The branding of Israel as an “apartheid state” was one of the themes of resolutions presented at the World Conference Against Racism held in Durban, South Africa, under United Nations auspices in 2001 (and one of the reasons Secretary of State Colin Powell cited for calling the American delegation home). Yet at about the same time, the term “apartheid” began to surface in discussions in what might broadly be called the Israeli peace camp as a plausible if somewhat contentious way of characterizing the occupation of the territories or the prospects of the Jewish settlements there; as a benchmark, a description of what the occupation already was or might become. Five years ago, writing in Haaretz, Israel’s most respected newspaper, Michael Ben Yair used the A-word in describing the occupation that he said began on “the seventh day” of the Six-Day War. Ben Yair, the attorney general in the governments of Yitzak Rabin and Shimon Peres in the 1990s, is no fringe figure. “Passionately desiring to keep the occupied territories,” he wrote,
we developed two judicial systems: one—progressive, liberal—in Israel; and the other—cruel, injurious—in the occupied territories. In effect, we established an apartheid regime in the occupied territories immediately following their capture.
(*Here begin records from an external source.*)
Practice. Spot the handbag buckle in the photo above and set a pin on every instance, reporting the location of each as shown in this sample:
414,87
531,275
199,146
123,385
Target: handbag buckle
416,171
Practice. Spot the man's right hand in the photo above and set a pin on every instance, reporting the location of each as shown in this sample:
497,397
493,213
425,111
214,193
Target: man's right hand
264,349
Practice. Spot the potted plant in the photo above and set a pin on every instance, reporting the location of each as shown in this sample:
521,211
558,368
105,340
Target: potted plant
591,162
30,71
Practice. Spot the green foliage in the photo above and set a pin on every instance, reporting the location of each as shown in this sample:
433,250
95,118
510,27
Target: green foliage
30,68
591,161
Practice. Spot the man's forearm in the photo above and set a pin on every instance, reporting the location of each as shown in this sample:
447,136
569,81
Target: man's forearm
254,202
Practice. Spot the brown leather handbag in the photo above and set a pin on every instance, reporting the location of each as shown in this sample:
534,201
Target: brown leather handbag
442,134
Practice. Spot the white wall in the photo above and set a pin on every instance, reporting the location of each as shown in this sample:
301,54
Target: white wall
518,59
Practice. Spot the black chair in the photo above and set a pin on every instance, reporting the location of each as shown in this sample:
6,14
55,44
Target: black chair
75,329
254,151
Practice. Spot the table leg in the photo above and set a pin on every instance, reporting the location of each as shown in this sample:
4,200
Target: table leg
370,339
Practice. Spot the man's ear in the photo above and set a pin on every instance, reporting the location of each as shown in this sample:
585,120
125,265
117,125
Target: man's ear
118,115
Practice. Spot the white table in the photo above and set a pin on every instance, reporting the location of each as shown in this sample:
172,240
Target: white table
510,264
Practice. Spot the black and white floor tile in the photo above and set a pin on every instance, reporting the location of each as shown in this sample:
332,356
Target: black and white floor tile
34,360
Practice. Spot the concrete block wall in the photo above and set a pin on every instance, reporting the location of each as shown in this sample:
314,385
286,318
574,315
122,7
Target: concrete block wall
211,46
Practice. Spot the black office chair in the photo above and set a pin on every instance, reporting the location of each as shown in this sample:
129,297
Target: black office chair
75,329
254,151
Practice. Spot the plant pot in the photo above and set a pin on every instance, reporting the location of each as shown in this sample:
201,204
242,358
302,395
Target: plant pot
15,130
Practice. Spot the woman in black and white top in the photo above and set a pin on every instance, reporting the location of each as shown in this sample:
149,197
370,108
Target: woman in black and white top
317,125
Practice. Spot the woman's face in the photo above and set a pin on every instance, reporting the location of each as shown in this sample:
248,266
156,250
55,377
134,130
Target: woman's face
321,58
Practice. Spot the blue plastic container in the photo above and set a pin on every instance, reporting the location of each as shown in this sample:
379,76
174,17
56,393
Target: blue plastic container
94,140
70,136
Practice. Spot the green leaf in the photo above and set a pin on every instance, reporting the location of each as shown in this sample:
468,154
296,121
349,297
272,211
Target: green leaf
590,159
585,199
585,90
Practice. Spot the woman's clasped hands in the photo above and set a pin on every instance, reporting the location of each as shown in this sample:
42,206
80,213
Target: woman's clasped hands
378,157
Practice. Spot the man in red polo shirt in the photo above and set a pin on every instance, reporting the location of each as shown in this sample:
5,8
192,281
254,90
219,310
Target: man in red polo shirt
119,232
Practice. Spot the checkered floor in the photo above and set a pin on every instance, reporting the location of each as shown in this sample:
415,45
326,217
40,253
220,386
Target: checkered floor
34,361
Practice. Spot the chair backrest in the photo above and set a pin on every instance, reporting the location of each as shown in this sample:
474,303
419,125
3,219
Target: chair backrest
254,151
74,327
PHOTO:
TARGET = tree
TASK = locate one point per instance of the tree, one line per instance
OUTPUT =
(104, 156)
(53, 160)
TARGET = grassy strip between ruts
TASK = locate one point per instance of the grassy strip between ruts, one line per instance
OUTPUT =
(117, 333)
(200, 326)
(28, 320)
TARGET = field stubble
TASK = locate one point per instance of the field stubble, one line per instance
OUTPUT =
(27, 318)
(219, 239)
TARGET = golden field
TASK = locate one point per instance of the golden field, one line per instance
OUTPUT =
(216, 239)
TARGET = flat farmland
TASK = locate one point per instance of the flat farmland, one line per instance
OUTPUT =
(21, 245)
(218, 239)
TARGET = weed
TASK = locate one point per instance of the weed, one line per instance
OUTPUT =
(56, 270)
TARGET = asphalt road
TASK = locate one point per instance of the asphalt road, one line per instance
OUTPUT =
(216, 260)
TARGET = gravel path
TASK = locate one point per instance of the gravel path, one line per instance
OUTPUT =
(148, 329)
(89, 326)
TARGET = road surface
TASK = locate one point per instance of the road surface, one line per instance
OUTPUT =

Two years later, the political commentator and former deputy mayor of Jerusalem Meron Benvenisti used the word prospectively. Ariel Sharon’s plan to disengage from Gaza and build a security wall along—and beyond—the western frontier of the West Bank was tantamount, he argued, to making Israel “a binational state based on apartheid.” It meant, he said, “the imprisonment of some 3 million Palestinians in bantustans.”
In recent weeks, largely in response to the controversy in this country over the Carter book, the word “apartheid” has popped up in Israel’s interminable security discussion more often there than it normally does in print. Thus we find Uri Avnery, a veteran of the peace movement, detecting “a strong odor of apartheid” in a military order (since rescinded) forbidding Israeli drivers to give rides to Palestinians on the West Bank; and Shulamit Aloni, the education minister in the last Rabin cabinet, declaring on the Web site of the tabloid Yediot Ahronot that Israel “practices its own, quite violent, form of apartheid with the native Palestinian population.”1 Two clicks on the Web site of the Israeli Committee Against House Demolitions, a small but vocal peace group, brings you to a screen headed “Campaign Against Apartheid,” proposing a “Civil Society Call to Action.” Israelis using the term “apartheid” in debates that go on mainly in Hebrew provoke a predictably hostile reaction. But that reaction in Israel is ritualized by now, not nearly as fresh in its outrage as the one the former president aroused here by using “apartheid” as a verbal battering ram in order to reopen a debate about the occupation of Palestinian lands—one that Democrats and Republicans, unlike Israelis, outdo each other in shunning.
Two uses of “apartheid” are in play when attempts are made to attach the word to Israel: the Durban usage, citing Israel as an “apartheid state”; and, more commonly, the application of the term to the occupation in the territories, which has now gone on for all but nineteen of the nearly fifty-nine years of Israel’s existence, through different phases as Jewish settlements took root and expanded on the West Bank along with the heavy military presence that guards them, supplemented now by a network of roads for the exclusive use of the settlers and the Israel Defense Forces. The settlements, roads, barriers and military presence have effectively divided the West Bank into security zones or enclaves, severely limiting Palestinian passage from one zone to the next. The crushing impact on Palestinian lives and families is clear enough. The debate on whether it amounts to “apartheid” turns on whether it’s to be seen as a legitimate and reversible response to the threat of terrorism across the border in Israel, or whether it’s meant to be as permanent as it looks.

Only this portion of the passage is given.